Tory rebels seek to reverse onshore windfarms ban in England

Prime minister Rishi Sunak is under pressure to drop the government’s de facto ban on onshore wind in England with rebel Tory MPs set to force the issue to a House of Commons vote in the coming days.

Simon Clarke, who was levelling-up secretary under former prime minister Liz Truss, has tabled an amendment to the levelling-up and regeneration bill which is currently before Parliament.

The move by the prominent backbencher comes less than 24 hours after Sunak was forced to delay a critical vote on planning reform in the face of a growing rebellion among his own MPs.

The clampdown on new onshore windfarms was originally introduced by David Cameron when he was prime minister in 2015 to placate a growing number of Tory party members who were opposed to them.

Truss announced she was scrapping those onerous planning restrictions in September during her shortlived premiership in a bid to spur a rapid expansion of onshore windfarms – one of the cheapest form of renewable power.

But after replacing her in Downing Street, Sunak again blocked the technology, despite his broader ambition for a big increase in renewable generation.

Clarke’s amendment would force Michael Gove, who replaced him as levelling-up secretary in Sunak’s cabinet, to allow onshore windfarm applications by revising the government guidance known as the National Planning Policy Framework.

In an attempt to reassure other MPs, Clarke’s amendment would ensure that the projects could only go ahead where they had the backing of councils by preventing developers from appealing to the national Planning Inspectorate when their schemes are rejected.

Clarke said the politics around wind turbines had changed since the Cameron ban seven years ago. “I think there is such a compelling case in terms of economic, environmental and political rationale as well as energy security, to put decisions on wind farms in the hands of local communities rather than having a hardline block,” he said.

Downing Street said it wanted to study the amendment before commenting.

Sam Hall, director of the Conservative Environment Network, said allowing an expansion of onshore wind was a “brilliant idea” given the energy crisis facing the UK.

“Onshore wind is one of the cheapest sources of energy generation, polls show it is popular with voters, including Conservative voters, including those in the countryside,” he said.

“The current system – which allows an objection by just one person to stop a new development – is not conducive to helping us tackle our energy crisis and get more home-grown energy.”

Dan McGrail, chief executive of the trade body RenewableUK, called the amendment “timely because the block on onshore wind in England is depriving homes and businesses of cheap electricity at a time when international gas prices have sent bills through the roof”.

McGrail said that no other technology had been subjected to this “draconian” ban.

“Onshore wind should be put onto a level playing field with other power sources especially as the overwhelming majority of people support it in every opinion poll, including over 80 per cent of Conservative voters,” McGrail argued.
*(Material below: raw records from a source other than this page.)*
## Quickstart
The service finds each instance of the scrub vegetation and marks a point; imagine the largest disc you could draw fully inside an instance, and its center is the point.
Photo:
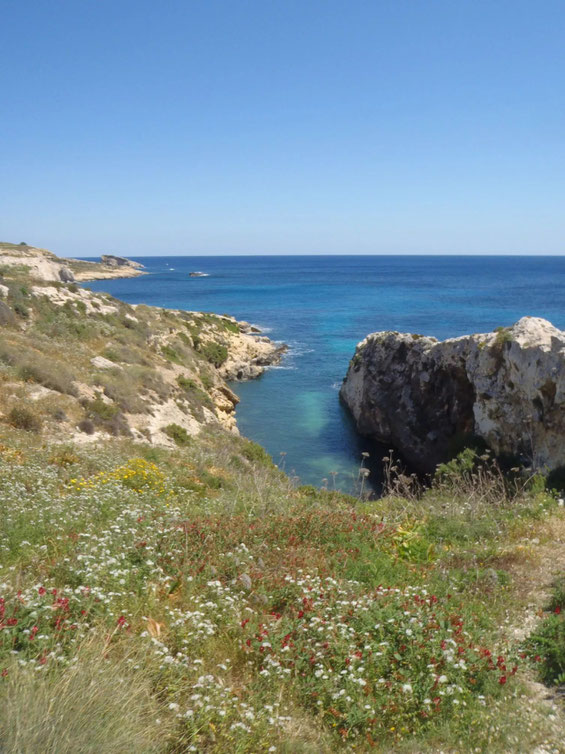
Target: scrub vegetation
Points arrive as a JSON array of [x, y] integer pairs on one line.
[[195, 599]]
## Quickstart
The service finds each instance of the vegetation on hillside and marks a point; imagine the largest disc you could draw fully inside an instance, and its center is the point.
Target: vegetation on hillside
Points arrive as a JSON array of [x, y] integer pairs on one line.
[[195, 600], [77, 360]]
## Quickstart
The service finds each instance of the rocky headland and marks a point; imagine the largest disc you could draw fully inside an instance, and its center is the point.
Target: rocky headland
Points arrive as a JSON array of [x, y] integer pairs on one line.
[[44, 265], [426, 397], [80, 365]]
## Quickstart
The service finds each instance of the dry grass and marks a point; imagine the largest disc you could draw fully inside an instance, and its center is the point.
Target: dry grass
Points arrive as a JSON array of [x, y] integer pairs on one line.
[[95, 706]]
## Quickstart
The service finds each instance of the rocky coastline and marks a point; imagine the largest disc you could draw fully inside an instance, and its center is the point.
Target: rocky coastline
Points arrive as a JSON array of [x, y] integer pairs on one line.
[[426, 397], [46, 266], [90, 365]]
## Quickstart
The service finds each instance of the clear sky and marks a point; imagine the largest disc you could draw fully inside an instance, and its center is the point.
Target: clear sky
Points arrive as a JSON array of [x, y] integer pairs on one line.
[[283, 126]]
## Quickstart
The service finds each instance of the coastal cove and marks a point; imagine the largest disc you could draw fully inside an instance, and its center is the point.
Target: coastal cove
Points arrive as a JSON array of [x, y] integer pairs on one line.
[[322, 307]]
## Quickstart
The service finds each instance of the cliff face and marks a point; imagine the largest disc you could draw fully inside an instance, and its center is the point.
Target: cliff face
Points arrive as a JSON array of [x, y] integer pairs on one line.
[[86, 364], [424, 397], [43, 265]]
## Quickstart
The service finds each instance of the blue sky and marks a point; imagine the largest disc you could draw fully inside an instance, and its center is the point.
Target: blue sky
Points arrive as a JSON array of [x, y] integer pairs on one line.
[[299, 127]]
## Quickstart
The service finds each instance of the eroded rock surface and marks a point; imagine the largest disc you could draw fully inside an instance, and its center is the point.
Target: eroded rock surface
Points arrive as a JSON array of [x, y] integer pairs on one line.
[[425, 397]]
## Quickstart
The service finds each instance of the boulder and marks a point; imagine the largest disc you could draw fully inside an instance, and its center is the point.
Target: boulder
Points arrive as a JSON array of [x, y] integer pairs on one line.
[[66, 276], [113, 261], [426, 397]]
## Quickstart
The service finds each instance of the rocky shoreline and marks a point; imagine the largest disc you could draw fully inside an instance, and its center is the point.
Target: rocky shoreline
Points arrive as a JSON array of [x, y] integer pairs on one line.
[[90, 365], [48, 267], [426, 397]]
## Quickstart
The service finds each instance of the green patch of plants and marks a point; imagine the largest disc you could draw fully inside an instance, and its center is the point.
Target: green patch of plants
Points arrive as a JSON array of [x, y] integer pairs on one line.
[[256, 453], [206, 379], [546, 645], [213, 352], [22, 417], [185, 383]]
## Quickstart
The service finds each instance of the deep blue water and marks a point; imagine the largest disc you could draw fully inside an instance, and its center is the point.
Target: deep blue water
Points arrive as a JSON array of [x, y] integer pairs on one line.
[[322, 306]]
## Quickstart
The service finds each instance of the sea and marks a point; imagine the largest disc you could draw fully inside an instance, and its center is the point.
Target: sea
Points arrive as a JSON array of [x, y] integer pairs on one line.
[[321, 307]]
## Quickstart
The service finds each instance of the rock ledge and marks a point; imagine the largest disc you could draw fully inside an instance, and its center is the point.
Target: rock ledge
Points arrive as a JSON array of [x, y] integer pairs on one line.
[[425, 397]]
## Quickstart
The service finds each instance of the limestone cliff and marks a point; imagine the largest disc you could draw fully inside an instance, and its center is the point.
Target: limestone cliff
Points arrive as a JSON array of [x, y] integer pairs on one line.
[[84, 364], [43, 265], [425, 397]]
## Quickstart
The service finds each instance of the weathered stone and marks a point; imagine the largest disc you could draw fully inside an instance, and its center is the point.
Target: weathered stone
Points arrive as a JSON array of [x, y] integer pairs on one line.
[[101, 362], [66, 276], [425, 397]]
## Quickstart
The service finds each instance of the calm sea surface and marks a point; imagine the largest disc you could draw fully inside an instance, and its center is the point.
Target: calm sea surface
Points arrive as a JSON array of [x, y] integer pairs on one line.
[[323, 306]]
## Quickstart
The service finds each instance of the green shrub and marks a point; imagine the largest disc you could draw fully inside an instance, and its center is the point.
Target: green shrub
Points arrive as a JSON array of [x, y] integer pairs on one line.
[[119, 388], [230, 326], [21, 309], [178, 434], [213, 352], [186, 384], [207, 380], [50, 374], [23, 418], [546, 645], [101, 409], [254, 452], [7, 316], [171, 354]]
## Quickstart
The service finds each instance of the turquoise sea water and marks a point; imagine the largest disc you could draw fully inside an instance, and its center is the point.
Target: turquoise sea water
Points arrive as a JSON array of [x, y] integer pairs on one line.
[[322, 306]]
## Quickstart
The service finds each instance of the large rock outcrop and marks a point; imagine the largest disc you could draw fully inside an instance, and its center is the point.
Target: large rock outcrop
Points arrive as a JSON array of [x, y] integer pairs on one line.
[[425, 397]]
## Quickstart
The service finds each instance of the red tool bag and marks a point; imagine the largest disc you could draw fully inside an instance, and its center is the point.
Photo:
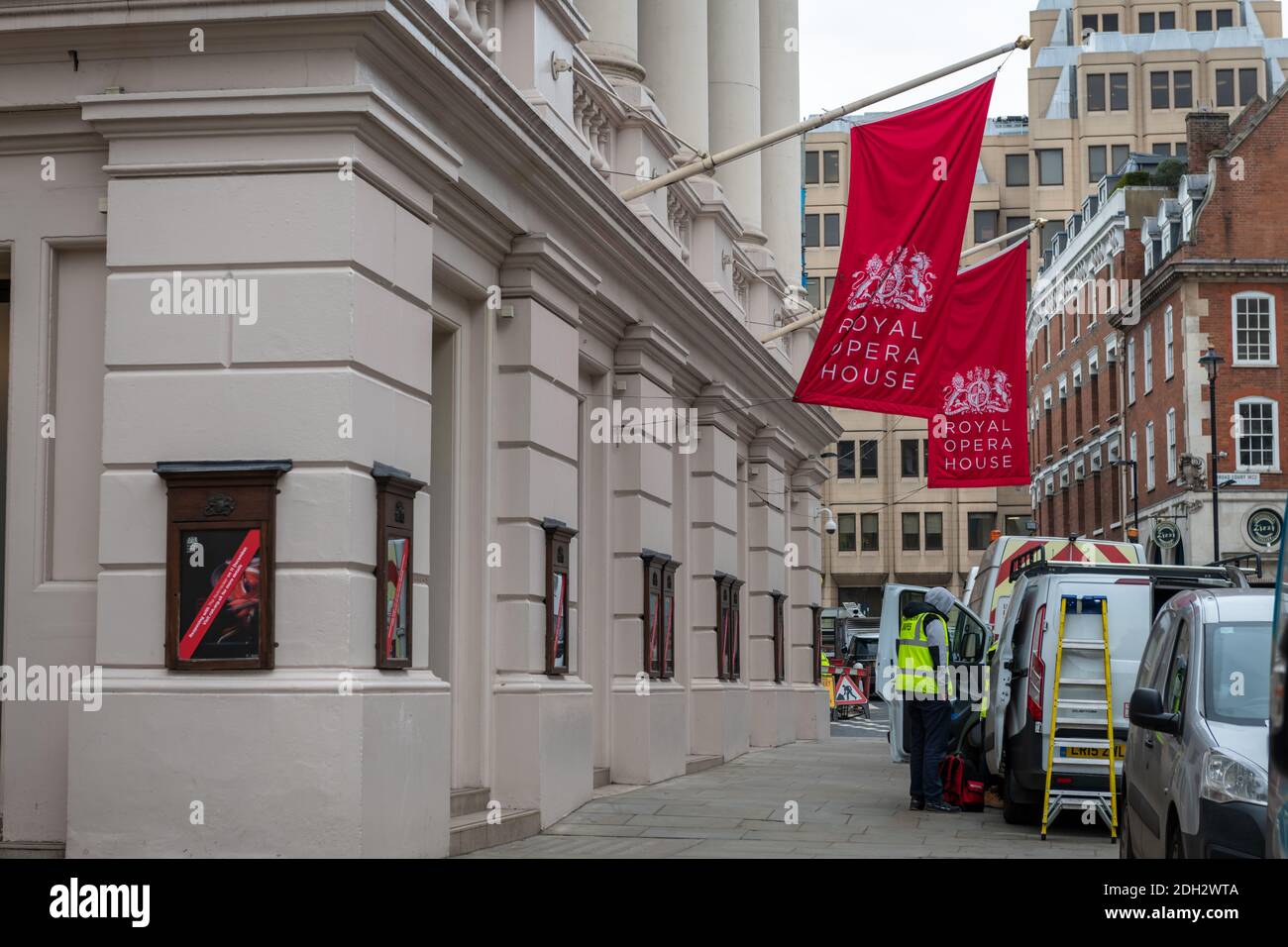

He added that onshore wind farms can be built in as little as a year once all relevant permissions are granted.

A Labour spokesperson said the party backed onshore wind as part of a strategy to reach 100 per cent low-carbon electricity generation by 2030.

Sunak told the COP27 climate gathering in Egypt that renewable energy was a “fantastic source of new jobs and growth”, arguing that investing in green power was the way for Britain to “insure ourselves against the risks of energy.